A RAW quote from 1973

Here is a quote from Robert Anton Wilson that you quite possibly have never seen before, because it comes from an article in a 1973 underground newspaper, Chicago Seed, and was never reprinted in any of his books:

People believe the damndest things. The average American, for instance, will tell you that torture was used as punishment in the middle ages, but has been abolished since then. He will then walk past a jail without any mental activity or rumination or any variety of dawning awareness that he has been talking nonsense. Locking people in cages is not torture, in the popular estimation. Why? Because only cruel nations in the dim past practiced torture; what we do, today, is by definition not torture. The demand that prisons be abolished only arises from a few eccentric and anarchist thinkers and is regarded as absurd. "But what will we do without jails?" people ask -- just as they once asked other reformers, "But what will we do without thumbscrews and iron boots?"

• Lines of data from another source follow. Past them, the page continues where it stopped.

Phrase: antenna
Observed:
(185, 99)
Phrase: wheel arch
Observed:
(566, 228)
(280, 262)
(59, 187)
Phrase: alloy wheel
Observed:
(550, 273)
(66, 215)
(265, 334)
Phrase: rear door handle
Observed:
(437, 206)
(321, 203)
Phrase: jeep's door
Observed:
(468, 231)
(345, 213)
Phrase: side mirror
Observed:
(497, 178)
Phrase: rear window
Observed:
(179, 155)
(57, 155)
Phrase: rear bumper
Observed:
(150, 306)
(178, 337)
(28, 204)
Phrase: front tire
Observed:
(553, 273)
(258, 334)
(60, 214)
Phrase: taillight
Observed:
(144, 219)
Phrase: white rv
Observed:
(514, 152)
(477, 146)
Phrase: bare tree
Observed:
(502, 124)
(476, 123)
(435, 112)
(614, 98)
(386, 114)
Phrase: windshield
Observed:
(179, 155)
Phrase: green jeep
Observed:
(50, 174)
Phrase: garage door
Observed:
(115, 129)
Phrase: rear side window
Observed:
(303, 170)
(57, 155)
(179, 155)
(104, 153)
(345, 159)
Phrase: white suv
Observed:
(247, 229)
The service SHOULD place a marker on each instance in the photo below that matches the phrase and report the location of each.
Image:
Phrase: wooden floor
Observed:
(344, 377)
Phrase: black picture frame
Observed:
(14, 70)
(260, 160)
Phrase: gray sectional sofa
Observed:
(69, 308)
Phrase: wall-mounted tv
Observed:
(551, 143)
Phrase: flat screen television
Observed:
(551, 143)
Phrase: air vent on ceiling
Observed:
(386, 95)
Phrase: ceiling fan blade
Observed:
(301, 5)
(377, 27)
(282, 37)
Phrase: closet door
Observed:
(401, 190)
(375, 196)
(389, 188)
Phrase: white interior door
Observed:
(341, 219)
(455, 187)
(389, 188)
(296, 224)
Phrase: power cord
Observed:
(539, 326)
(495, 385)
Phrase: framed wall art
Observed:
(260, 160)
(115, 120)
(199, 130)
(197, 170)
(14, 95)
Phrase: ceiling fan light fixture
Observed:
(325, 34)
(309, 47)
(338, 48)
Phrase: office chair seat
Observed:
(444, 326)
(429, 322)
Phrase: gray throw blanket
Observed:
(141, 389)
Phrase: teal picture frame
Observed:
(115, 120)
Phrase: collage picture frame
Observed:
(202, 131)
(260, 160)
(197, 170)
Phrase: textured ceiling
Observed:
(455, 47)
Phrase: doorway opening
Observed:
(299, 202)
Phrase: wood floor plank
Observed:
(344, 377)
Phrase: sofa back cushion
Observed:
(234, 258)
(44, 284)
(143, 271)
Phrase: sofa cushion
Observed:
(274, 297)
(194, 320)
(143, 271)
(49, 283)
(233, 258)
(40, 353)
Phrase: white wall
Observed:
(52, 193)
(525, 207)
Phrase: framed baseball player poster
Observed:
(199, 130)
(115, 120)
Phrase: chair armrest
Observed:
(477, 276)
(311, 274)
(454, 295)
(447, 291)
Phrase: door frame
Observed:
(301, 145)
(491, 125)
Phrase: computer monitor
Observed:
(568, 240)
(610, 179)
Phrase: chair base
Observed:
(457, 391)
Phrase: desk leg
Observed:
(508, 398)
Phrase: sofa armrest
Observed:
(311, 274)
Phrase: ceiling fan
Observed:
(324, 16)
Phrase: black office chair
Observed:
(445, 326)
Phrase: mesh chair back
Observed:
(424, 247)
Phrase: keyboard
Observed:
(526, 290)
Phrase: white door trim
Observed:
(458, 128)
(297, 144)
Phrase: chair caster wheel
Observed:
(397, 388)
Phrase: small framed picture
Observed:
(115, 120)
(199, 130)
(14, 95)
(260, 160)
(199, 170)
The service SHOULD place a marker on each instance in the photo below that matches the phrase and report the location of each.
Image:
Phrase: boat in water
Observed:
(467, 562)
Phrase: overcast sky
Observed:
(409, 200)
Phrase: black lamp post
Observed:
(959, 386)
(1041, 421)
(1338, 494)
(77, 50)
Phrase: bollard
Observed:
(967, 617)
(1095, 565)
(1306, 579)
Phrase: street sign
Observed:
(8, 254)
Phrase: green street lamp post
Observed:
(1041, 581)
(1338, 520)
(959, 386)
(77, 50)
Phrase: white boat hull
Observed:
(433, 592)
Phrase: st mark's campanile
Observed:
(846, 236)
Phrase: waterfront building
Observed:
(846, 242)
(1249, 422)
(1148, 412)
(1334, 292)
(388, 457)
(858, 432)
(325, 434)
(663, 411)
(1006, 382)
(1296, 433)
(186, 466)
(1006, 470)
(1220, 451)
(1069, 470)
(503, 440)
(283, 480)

Or: consider the right to live on the planet. It is popularly believed that feudalism has been abolished; the people who believe it pay their monthly tribute (rent) to the lord-of-the-land, now abbreviated as landlord, just as if feudalism still existed. When really pissed off, they will have a "rent strike," and withhold the rent for a short time, until some "reform" is grudgingly granted. The idea that we have as much right to live on this planet as horses or birds or monkeys do, and don't have to pay anybody anything for that right, does not percolate.

And some even believe that slavery has been abolished. It has -- until the government decides to reinstitute the draft again, which it might at any time.

Tomorrow I will explain how I tracked the article down -- it's called "Serpent Power" -- and post links to download a copy.


3 comments:

michael said...

This is vintage Early RAW. I have never seen this. Thanks for posting it. I had a link to this from last week, but I kept getting "file too large to download...do you still want to download?," which I had never seen. I didn't want my computer to crash; it's the only one I have.

RAW took a lot of these ideas and combined them in some interesting ways in the 1970s. Pound had been very interested in Leo Frobenius's concept of paideuma, and seemed to define it in a few ways. When I talked to RAW about this idea he said, "Yea, it's the semantic unconscious..." So, a large part of RAW's project, as I see it, was making conscious what was unconscious. RAW, similar to the Frankfurt School thinkers, thought of himself as performing psychoanalysis on the entire culture!

The guerrilla ontology was a ludic method that was effective in that it didn't bore people and was accessible to non-academics. Among g.ontology's popular accomplices, one of the least known was Harold Garfinkel's Ethnomethodology.

Eric Wagner said...

Did George Lucas really study with Garfinkel? I started the "Serpent Power" essay, but I have yet to have enough success with the heart chakra exercise with which it begins to feel ready to read the rest of it.

Thanks for the great quote.

Oz Fritz said...

Small amounts of cannabis can boost serpent power. Small, carefully regulated dosage seems a key for using assisting factors effectively.

Also, thank-you Tom for posting this vintage RAW.